Statistic Power calculation

Question

I recently started to study hypothesis testing. I find out that "The power of a hypothesis test is the probability that the decision rule leads to the right conclusion when the null is false."

so based on my search, I find that in order to calculate the probability of detection or power we should use the below formula

$$\int_ξ^\infty p(x|H1) \,dx$$

here x is our sample or data and H1 is alternative hypothesis and is threshold level

but when I tried to read another subject, such as proof of Neyman Pearson Lemma theorem, I saw that the power or power function defined as
$$E_\Theta[φ(X)]$$ ( φ is Test statistic and Theta is model's Parameters (Theta1 is parameter value when alternative hypothesis is true and Theta0 is model parameter when null hypothesis is the correct one)).

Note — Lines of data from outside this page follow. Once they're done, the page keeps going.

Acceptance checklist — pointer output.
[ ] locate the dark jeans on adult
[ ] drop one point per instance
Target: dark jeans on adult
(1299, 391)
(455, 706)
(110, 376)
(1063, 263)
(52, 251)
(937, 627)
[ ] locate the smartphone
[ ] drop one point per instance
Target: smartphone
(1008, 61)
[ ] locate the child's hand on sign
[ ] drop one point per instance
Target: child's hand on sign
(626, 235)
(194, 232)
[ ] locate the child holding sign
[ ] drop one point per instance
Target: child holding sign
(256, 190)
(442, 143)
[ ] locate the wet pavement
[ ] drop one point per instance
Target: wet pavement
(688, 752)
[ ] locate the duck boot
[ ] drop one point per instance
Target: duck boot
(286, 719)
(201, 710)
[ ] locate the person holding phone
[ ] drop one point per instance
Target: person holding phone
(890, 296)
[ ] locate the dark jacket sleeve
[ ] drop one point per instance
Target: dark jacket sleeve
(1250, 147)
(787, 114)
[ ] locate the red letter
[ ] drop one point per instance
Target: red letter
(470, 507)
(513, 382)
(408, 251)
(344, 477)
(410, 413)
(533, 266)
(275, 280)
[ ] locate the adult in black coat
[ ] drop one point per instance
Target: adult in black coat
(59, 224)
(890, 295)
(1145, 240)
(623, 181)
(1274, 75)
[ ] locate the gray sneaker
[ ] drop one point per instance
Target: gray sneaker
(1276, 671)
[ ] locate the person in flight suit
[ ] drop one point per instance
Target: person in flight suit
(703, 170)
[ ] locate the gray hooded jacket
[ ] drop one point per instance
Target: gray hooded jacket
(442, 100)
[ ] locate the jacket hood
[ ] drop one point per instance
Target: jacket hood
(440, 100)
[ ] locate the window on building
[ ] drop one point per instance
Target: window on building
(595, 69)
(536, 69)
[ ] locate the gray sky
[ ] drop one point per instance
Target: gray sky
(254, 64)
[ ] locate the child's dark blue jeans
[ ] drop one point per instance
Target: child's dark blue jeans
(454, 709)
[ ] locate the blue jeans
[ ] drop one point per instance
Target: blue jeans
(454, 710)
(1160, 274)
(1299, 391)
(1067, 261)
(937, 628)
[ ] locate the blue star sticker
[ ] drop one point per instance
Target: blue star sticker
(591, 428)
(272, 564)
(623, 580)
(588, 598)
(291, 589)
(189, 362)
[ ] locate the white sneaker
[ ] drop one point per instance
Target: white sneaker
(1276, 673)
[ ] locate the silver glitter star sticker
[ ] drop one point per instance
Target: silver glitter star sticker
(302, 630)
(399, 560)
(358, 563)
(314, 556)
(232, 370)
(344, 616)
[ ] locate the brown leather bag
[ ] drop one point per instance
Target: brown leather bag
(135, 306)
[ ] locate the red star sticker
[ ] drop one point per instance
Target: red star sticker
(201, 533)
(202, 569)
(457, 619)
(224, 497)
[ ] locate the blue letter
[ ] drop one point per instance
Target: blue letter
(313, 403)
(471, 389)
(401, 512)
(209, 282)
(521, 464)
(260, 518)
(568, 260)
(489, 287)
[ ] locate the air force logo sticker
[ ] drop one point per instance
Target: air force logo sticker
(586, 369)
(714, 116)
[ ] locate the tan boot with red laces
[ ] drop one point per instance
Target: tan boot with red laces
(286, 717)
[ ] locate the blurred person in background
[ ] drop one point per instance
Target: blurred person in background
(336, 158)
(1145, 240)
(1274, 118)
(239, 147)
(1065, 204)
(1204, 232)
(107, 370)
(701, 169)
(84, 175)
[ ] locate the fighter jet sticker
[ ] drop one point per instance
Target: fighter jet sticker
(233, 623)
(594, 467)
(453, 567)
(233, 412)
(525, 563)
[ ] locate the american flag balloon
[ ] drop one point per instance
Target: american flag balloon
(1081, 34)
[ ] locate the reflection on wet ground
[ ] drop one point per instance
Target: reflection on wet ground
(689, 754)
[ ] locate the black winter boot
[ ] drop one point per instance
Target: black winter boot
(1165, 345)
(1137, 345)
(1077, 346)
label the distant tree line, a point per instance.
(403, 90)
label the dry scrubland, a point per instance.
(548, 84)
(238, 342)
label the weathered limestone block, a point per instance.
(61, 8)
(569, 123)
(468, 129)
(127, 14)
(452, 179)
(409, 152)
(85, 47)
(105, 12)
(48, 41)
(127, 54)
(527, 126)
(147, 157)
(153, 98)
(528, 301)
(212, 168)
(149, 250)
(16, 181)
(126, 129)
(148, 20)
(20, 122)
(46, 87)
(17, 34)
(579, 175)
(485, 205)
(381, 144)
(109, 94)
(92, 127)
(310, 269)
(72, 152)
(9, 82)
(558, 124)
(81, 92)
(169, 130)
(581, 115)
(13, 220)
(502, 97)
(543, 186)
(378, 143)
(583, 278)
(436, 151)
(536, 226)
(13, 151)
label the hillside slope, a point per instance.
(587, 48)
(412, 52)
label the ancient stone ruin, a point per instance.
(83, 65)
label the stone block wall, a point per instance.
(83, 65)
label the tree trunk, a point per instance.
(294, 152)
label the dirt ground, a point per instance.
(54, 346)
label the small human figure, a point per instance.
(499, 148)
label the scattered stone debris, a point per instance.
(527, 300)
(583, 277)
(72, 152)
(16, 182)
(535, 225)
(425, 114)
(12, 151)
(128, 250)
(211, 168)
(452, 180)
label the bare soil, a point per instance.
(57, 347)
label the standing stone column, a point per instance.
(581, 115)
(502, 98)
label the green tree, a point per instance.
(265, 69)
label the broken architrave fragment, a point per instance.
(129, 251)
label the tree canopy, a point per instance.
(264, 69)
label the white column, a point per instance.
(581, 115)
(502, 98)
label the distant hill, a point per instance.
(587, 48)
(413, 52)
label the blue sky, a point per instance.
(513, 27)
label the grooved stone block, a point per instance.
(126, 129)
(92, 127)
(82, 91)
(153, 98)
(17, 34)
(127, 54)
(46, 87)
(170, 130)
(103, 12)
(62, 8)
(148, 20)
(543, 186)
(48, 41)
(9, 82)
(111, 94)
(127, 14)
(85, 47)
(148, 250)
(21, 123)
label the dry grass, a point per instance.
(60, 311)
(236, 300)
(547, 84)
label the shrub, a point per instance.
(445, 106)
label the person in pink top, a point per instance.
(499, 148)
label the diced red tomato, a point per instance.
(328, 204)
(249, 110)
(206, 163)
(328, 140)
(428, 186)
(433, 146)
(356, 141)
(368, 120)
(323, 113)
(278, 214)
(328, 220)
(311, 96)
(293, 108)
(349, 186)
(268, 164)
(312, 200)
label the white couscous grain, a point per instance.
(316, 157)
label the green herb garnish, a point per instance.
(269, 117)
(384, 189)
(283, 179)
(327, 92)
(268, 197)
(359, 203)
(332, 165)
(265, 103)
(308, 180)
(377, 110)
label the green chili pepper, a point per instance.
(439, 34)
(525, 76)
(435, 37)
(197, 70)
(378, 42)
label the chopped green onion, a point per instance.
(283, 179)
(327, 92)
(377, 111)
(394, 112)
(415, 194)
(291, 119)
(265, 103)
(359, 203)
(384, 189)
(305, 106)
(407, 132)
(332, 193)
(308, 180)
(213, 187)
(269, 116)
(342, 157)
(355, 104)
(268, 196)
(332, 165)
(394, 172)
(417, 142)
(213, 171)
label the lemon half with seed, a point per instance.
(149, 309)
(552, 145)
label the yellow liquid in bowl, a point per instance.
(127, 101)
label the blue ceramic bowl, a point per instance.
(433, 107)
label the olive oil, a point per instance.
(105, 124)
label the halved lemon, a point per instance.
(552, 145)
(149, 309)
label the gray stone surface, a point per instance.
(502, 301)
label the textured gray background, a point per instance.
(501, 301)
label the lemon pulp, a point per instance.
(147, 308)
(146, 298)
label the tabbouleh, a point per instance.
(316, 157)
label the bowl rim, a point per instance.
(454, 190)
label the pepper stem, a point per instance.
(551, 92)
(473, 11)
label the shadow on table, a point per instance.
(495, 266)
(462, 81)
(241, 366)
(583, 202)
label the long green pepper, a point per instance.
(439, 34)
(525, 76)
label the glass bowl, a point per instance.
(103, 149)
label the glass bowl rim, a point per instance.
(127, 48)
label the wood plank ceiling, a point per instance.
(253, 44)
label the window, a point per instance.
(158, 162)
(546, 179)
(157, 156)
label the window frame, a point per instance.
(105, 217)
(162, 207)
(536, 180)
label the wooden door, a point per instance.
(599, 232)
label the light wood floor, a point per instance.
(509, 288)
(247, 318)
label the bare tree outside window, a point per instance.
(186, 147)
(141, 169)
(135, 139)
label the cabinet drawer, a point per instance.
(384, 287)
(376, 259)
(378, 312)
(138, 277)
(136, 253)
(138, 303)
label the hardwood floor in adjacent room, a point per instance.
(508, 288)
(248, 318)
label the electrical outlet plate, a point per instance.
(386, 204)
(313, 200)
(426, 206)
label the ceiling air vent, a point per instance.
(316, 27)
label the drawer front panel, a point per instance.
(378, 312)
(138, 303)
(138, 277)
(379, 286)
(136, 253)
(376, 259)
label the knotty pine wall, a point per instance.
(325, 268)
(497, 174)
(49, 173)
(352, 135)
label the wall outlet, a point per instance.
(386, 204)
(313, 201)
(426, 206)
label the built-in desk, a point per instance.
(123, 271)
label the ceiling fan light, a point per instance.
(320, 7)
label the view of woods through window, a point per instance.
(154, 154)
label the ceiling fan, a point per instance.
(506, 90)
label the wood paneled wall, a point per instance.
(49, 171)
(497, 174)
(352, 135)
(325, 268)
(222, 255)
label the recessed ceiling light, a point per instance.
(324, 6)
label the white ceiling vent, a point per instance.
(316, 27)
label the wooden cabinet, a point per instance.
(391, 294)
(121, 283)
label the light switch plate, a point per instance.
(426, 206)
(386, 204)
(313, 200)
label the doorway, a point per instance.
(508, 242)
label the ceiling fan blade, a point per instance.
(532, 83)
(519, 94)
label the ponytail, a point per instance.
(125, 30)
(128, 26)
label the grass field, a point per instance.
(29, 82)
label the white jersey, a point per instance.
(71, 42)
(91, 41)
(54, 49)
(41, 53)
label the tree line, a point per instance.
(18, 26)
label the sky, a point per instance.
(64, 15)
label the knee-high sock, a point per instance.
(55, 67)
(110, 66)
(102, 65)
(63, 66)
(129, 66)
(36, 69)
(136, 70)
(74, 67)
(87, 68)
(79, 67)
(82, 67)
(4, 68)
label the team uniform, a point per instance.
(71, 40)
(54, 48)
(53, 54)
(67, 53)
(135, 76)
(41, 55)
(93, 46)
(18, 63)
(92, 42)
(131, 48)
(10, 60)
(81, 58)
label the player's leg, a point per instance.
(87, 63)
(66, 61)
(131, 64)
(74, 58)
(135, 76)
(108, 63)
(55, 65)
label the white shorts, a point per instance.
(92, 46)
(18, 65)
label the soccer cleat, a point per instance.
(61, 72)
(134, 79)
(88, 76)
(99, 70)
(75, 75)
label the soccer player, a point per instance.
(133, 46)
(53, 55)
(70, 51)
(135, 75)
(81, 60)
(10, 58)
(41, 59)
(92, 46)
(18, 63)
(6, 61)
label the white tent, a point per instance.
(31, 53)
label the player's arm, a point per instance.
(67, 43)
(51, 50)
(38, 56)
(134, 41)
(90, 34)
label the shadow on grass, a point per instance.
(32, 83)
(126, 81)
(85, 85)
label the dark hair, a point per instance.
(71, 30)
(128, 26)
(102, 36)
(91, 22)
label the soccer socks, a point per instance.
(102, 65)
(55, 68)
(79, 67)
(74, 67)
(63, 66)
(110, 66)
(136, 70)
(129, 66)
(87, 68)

which I find confusing, so my question is: Are these two mentioned formulas the same?
and
How we calculate power based on which formula?

Answer 1

You show formulas without definitions of symbols, and with no work of your own. So it is difficult to assess what you understand and what you don't. Here is a discussion of a very simple situation in which everything can be calculated using binomial distributions. I hope it is helpful.

Suppose you flip a coin $n=50$ times, suspecting it may be biased towards Tails. You will test $H_0: p = .5$ against $H_a: p \le .5,$ rejecting $H_0$ if the number $X$ of Heads in 50 independent tosses is less than or equal to critical value $c = 18,$

Because $P(X \le c|H_0) = P(X \le c|p=.5) = 0.0325$ this is a test at level 3..25%. That is, the probability of Type I Error is $ 0.0325.$ Because of the discreteness, it is not possible to do a (nonrandomized) test at exactly the 5% level of significance. [Computation in R, where pbinom is a binomial CDF.]

pbinom(18, 50, .5)
[1] 0.03245432

To find the power against the specific alternative $p_a = .25,$ you need to find $P(X \le c|p=.25) = 0.9713.$ That is, the probability of Type II error is 1 - 0.9713 = 0.0287.

pbinom(18, 50, .25)
[1] 0.9712668

A power curve for this test would plot the probability of rejection against the specific alternative values $p_a$ of interest. A plot of this power curve is shown below the R code used to make it. The dotted red line shows power at $p_a = .25,$ computed just above.

[To make a power curve with a calculator, you could plot half a dozen carefully chosen points $p_a$ (instead of 401), connecting them with a hand-drawn curve.]

p.a = seq(.5, .1, by=-.001)
pwr = pbinom(18, 50, p.a)
plot(p.a, pwr, type="l", ylim=0:1, lwd=2)
 abline(h = 0:1, col="green2")
 abline(v = c(.5,.1), col="green2")
 abline(v = .25, col="red", lty="dotted")